Senior care facilities need general and professional liability insurance, which protect against everything from slip-and-fall incidents to staff-member mistakes that harm patients.

Senior-care providers with expiring policies have struggled to find insurers that will offer coverage in recent months, as some imposed moratoriums on new business deals and others jacked up prices to unaffordable levels, brokers said.

For instance, insurance company Chubb Ltd <CB.BN> imposed a moratorium on new senior-community clients in March, two sources familiar with the matter said. Chubb recently ended the moratorium but is being highly selective about terms and clients it accepts, they said. A Chubb spokesman declined to comment.

Senior-care communities who can renew policies are paying far more for less coverage, industry sources said. Some insurers are adding exclusions not just for the novel coronavirus, but for communicable diseases at large. Exclusions for costs related to class-action lawsuits are also cropping up.

On June 19, families of three patients who died from COVID-19 at Summit Manor sued the Columbia, Kentucky-based nursing home, saying it failed to protect residents. A spokeswoman for Signature HealthCare, which owns the facility, declined comment.

To mitigate those risks, insurers are requiring customers to answer “COVID-19 questionnaires” that ask about previous outbreaks, visitation procedures and preparations for a second wave, said Joanne Wankmiller, national senior care practice leader for Marsh, insurance brokerage unit of Marsh & McLennan Companies Inc <MMC.N>.

Church Mutual Insurance Co’s five-page questionnaire asks about personal protective gear supplies.

“We have concerns about new shortages being able to emerge again,” said Jim Ketterson, the company’s senior living director.

It is not yet clear how higher insurance rates are impacting the U.S. senior care industry, but pandemic-related expenses have already pushed some entities into the red.

Hallworth House, a Providence, Rhode Island-based nursing home, said last month that it would close in August after losing more than $1.3 million during the past two years. The pandemic sickened more than half of its 51 residents and 20 staff members in recent months, and 12 residents died.

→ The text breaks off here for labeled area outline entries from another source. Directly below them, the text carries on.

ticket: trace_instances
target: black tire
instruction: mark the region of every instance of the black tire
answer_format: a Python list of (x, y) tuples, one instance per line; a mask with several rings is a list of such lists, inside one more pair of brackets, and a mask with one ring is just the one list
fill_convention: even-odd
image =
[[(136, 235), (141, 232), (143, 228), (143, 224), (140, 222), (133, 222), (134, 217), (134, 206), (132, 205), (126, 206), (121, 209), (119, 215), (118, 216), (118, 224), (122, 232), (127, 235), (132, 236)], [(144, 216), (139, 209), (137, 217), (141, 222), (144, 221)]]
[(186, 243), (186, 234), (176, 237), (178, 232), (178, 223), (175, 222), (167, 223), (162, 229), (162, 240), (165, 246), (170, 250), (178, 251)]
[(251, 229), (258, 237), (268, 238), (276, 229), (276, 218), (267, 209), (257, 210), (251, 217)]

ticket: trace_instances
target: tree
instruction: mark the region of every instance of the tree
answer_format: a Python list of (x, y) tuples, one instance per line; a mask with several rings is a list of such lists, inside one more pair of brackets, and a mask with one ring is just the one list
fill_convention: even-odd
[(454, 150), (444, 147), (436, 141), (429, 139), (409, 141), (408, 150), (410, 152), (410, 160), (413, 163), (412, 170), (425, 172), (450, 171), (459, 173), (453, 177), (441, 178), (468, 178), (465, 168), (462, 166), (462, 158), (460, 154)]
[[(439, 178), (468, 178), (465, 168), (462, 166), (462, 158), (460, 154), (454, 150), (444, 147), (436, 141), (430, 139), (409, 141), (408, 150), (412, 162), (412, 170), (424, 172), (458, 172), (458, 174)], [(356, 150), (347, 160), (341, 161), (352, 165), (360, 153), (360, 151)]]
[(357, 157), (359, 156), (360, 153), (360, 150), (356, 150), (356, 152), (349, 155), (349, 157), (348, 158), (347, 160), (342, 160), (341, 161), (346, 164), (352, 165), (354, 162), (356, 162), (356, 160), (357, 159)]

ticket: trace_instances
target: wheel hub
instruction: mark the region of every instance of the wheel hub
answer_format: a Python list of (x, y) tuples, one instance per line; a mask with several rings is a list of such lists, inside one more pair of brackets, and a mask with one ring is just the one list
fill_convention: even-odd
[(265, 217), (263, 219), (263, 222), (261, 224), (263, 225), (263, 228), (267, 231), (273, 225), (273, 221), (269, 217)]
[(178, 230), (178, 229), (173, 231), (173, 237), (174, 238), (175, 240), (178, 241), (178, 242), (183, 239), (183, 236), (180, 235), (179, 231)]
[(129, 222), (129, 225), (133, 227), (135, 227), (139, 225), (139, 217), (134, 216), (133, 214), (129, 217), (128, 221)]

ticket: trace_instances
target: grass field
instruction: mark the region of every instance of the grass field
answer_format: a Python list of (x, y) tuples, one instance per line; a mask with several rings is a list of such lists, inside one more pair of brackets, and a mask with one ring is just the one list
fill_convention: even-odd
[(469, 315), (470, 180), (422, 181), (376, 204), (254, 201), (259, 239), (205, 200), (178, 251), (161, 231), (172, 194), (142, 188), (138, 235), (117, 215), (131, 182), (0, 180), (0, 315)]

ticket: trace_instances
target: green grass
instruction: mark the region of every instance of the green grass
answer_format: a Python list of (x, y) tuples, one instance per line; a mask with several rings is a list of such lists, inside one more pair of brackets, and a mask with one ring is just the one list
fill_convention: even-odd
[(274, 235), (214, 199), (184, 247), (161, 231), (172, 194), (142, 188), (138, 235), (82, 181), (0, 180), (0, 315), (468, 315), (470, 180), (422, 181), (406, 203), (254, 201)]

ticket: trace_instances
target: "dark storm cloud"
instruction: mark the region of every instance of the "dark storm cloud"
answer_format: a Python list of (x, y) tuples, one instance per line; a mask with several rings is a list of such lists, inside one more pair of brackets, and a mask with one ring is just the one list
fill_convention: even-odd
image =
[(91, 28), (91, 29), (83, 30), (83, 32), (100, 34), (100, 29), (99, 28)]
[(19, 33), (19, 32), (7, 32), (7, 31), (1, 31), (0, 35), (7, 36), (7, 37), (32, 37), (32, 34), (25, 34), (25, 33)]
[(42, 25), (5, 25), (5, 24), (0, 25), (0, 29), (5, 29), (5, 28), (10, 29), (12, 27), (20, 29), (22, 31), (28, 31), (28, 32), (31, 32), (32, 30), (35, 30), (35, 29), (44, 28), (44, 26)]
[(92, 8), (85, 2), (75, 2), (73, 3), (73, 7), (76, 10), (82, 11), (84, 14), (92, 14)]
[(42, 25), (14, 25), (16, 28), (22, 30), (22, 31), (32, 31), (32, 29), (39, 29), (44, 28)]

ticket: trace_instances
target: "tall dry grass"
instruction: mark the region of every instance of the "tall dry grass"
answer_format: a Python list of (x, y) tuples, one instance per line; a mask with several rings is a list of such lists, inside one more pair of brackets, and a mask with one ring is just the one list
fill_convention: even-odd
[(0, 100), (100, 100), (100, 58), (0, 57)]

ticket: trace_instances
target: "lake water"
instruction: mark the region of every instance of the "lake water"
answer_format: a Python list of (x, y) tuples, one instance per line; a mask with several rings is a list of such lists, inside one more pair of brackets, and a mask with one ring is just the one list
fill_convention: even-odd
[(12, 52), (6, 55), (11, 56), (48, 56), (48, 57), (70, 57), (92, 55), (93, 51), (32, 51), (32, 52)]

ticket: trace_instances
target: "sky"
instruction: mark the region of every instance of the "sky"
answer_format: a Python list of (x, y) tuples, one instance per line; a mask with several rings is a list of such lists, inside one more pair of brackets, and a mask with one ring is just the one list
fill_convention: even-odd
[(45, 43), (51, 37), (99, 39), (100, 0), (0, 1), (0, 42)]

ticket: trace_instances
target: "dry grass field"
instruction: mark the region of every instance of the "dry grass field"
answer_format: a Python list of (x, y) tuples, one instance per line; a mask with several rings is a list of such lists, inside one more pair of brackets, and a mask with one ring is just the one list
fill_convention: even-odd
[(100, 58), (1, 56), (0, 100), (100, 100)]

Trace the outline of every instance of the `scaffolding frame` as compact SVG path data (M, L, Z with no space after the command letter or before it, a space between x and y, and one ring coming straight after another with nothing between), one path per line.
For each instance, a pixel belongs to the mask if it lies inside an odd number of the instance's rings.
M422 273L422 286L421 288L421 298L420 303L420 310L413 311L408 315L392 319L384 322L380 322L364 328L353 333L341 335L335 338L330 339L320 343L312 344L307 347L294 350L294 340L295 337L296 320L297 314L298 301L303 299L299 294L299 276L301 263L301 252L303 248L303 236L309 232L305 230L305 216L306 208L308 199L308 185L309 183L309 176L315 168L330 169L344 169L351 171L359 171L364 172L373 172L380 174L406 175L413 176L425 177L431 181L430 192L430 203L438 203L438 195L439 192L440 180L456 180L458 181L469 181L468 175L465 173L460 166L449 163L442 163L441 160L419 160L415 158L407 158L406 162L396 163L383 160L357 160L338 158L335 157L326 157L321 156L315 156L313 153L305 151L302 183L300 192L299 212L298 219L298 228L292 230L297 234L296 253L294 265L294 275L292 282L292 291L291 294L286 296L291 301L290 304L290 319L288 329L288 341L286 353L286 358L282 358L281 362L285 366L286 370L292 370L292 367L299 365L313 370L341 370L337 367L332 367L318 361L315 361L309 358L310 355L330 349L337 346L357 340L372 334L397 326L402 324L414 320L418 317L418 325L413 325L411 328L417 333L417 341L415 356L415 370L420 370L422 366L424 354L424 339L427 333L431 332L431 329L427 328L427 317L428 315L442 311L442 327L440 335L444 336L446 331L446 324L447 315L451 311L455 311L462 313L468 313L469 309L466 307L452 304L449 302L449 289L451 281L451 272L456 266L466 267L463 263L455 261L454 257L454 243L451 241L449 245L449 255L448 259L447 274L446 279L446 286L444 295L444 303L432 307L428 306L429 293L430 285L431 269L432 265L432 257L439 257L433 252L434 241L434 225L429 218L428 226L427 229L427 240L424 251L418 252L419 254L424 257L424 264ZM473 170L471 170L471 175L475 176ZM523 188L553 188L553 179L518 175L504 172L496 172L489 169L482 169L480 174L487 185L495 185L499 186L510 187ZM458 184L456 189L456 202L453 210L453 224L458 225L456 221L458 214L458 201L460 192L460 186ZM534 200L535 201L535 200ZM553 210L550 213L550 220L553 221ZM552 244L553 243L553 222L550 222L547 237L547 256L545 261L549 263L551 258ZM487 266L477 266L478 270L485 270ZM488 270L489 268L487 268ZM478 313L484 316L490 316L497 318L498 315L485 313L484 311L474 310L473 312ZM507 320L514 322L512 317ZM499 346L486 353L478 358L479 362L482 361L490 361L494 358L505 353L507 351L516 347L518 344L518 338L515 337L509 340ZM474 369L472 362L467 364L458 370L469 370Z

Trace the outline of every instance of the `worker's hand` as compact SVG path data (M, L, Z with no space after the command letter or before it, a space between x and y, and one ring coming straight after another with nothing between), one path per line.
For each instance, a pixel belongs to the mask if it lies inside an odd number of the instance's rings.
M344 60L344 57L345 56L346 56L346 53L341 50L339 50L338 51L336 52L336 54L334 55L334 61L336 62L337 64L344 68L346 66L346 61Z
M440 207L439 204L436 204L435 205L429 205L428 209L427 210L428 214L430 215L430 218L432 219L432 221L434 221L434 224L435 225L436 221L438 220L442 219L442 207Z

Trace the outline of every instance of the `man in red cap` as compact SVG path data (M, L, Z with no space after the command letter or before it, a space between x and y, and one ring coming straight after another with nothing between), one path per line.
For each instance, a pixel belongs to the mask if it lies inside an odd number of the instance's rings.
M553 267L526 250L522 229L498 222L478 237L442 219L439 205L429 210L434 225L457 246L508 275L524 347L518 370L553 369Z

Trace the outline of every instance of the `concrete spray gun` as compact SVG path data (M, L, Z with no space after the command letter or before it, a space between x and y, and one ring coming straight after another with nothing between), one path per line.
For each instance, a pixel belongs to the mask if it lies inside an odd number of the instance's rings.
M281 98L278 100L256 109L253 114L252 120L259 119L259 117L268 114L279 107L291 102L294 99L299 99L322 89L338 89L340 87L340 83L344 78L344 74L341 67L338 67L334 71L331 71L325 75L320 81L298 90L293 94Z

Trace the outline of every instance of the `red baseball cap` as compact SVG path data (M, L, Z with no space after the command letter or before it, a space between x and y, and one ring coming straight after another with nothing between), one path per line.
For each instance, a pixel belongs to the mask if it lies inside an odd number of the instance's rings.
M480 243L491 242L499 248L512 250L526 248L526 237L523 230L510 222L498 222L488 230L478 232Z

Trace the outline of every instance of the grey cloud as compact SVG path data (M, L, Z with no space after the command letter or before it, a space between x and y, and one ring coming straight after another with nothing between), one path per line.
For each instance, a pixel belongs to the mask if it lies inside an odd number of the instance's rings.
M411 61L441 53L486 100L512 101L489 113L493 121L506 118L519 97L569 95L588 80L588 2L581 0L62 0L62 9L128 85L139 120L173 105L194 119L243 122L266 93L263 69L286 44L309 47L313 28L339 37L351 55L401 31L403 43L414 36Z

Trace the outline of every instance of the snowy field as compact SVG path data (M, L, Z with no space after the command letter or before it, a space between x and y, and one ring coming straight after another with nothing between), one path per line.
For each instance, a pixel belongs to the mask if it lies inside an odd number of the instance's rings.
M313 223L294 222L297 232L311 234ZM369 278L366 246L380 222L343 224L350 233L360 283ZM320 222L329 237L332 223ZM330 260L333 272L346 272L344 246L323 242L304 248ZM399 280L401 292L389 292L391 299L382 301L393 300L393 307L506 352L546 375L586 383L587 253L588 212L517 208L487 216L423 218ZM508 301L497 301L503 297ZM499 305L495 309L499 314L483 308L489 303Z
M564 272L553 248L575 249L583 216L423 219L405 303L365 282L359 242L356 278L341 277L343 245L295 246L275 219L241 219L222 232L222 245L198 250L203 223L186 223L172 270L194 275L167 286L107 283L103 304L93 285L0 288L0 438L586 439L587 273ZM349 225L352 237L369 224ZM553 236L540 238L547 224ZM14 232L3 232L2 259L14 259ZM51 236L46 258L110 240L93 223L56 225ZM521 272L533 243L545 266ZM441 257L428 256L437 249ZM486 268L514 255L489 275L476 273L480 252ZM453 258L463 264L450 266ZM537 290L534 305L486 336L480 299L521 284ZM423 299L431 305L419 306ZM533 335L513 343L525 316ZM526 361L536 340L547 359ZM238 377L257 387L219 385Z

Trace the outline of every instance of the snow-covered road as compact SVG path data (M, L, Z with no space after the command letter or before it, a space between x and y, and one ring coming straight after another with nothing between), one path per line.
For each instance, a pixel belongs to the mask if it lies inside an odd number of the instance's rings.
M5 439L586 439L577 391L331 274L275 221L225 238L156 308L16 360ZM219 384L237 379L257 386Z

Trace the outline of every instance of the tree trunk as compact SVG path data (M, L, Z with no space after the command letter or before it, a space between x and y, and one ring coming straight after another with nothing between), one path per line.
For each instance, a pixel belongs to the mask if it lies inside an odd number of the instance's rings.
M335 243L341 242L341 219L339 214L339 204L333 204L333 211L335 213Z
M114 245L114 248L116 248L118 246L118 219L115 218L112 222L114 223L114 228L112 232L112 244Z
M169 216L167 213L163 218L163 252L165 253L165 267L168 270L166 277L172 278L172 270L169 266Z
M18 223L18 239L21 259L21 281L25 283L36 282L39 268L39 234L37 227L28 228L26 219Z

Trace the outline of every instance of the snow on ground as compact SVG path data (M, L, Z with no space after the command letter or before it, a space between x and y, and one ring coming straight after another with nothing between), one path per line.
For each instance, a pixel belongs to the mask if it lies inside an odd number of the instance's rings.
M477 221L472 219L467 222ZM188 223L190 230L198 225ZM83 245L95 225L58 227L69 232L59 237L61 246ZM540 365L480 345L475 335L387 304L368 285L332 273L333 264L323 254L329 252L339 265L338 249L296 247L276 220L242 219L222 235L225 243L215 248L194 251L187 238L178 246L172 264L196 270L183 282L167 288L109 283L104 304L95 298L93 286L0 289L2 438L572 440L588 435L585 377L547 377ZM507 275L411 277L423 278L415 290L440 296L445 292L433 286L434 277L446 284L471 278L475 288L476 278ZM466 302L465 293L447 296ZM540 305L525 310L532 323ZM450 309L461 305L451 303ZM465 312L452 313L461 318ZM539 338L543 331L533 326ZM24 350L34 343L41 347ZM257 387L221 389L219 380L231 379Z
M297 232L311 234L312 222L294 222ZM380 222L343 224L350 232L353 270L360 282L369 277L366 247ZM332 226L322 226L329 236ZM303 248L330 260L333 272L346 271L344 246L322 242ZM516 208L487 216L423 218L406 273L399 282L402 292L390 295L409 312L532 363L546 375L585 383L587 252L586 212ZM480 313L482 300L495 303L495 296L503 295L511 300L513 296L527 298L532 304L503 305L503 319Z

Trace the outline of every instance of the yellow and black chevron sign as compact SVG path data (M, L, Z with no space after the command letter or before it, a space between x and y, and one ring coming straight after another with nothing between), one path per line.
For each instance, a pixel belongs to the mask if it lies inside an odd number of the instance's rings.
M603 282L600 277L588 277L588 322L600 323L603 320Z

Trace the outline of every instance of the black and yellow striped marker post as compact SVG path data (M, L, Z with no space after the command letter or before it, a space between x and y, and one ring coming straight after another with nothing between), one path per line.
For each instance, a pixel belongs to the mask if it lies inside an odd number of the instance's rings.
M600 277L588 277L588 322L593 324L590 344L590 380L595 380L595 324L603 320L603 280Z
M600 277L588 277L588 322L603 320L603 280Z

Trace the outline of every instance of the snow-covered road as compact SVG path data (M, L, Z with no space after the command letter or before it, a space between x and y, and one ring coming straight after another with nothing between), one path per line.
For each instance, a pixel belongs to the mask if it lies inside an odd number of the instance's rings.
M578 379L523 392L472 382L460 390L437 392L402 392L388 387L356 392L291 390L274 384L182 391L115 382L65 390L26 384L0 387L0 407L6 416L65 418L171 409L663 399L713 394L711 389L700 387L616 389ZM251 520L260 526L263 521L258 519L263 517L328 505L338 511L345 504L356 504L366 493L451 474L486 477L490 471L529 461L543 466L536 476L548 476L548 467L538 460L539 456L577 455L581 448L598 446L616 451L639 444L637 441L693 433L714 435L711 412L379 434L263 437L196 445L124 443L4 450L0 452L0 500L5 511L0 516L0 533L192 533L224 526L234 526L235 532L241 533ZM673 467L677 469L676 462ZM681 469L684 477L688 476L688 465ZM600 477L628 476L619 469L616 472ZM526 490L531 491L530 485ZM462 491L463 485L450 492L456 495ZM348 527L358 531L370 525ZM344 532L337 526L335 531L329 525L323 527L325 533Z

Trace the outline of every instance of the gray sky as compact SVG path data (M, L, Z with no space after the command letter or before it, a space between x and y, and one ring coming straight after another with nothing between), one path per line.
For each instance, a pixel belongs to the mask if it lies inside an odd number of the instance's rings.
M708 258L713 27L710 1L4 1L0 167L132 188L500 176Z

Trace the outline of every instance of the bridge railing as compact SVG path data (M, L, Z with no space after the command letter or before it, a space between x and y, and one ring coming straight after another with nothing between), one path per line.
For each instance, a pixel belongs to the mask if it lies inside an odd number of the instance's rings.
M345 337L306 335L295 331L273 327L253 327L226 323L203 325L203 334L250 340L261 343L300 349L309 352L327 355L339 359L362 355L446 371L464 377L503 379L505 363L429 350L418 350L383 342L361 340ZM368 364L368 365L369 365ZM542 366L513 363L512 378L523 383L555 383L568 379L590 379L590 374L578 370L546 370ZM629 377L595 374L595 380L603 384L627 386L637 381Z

The industry is also experiencing lower revenue, as the pandemic keeps prospective customers away.

Nursing home occupancy fell nearly 6 percentage points to 79% in April from 85% in February, according to the National Investment Center for Seniors Housing & Care. That is partly because of state and local lockdowns and fewer referrals for care by some insurance plans due to federal restrictions.

The senior-care industry is lobbying for broad federal immunity from lawsuits and also pinning its hopes on efforts in at least 21 states to grant various forms of immunity, including to nursing homes and health care providers.

In the meantime, some senior care companies are thinking about creating insurance cooperatives to offset surging rates, said Barbara Duffy, a Seattle-based lawyer who advises senior communities on insurance.

“These staggering bills could bring the profession to a breaking point,” Duffy said.